Jaques (2011) and Tuch (2006) reported that in embarking takeover, the white knight firm
may bear extensive costs in planning and execution depending on the size and complexity
of the operations. The ABC firm may need to appoint many advisors and expert as the
part of the process. These specialists may include legal advisors, accounting experts,
financial advisors, tax advisors, law and regulator firms, security registry firms, and
public relation officers.
5 | P a g e
Jaques (2011) also mentioned that in planning a takeover, the white knight organization
require to carefully consider structuring considerations with the assistance from the
advisors. The structuring considerations indicate many things such as timing of takeover,
financing considerations, strategic stake, flexibility, tax, and outcome. The timing of
takeover is very important especially when the target firm is facing hostile bids because it
shows that black knight firm has already acquired maximum shares of the company. If the
management team is facing high pressure of meeting deadlines, they might employ crisis
management experts. Similarly, the white knight firm should have more flexibility in
structuring takeover of strategic stakes under the planning scheme (Jaques, 2011).
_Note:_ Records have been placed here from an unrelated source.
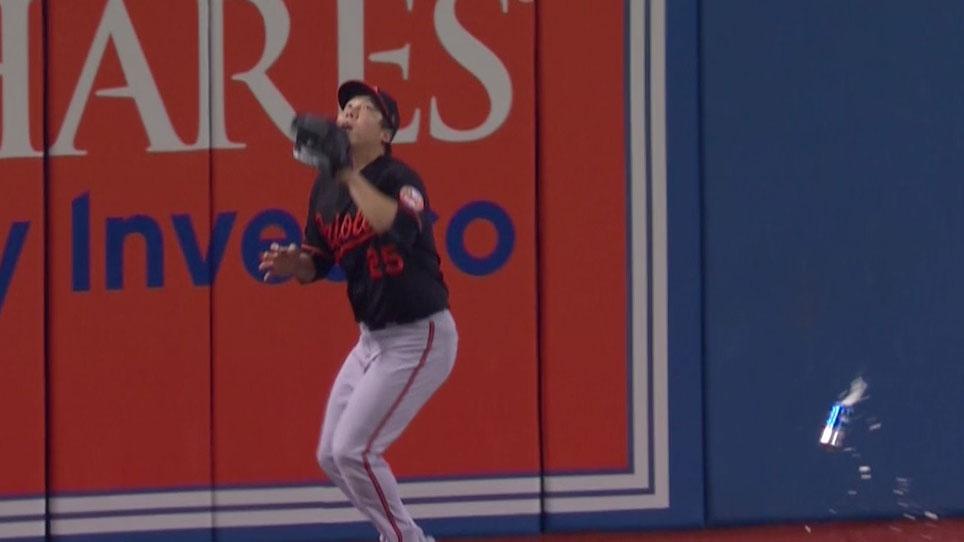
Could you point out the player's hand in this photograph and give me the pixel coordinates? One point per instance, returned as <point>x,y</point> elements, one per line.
<point>279,261</point>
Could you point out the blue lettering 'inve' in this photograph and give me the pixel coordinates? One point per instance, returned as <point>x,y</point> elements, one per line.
<point>118,229</point>
<point>80,242</point>
<point>203,269</point>
<point>12,249</point>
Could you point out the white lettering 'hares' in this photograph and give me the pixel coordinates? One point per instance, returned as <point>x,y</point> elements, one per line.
<point>117,28</point>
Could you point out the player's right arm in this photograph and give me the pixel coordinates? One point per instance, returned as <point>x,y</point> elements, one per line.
<point>311,261</point>
<point>286,261</point>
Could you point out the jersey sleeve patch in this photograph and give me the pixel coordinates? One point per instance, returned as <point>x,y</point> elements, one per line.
<point>410,197</point>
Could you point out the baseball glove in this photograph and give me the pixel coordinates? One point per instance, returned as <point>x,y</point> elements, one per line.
<point>320,143</point>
Financing consideration involves the decision of offering cash and relative merits to
target firms. Angwin (2007) points out that takeover should be structured in a way which
optimises tax effectiveness for both parties.
Hitt et al (2010) emphasized on the existence of synergy after takeover or acquisition.
Synergy is basically a Greek word which means “working together”. In case of takeover,
synergy means that underlying assets are more valuable when used in conjunction with
each other as compared to used individually. Synergy can be helpful for ABC in
generating shareholder’s wealth but it is also a real challenge to allocate resources to a
combined firm (Lee and Lee, 2006). Sirower (2007) mentioned that the unsuccessful
allocation of resources can bring negative effects for the acquirer.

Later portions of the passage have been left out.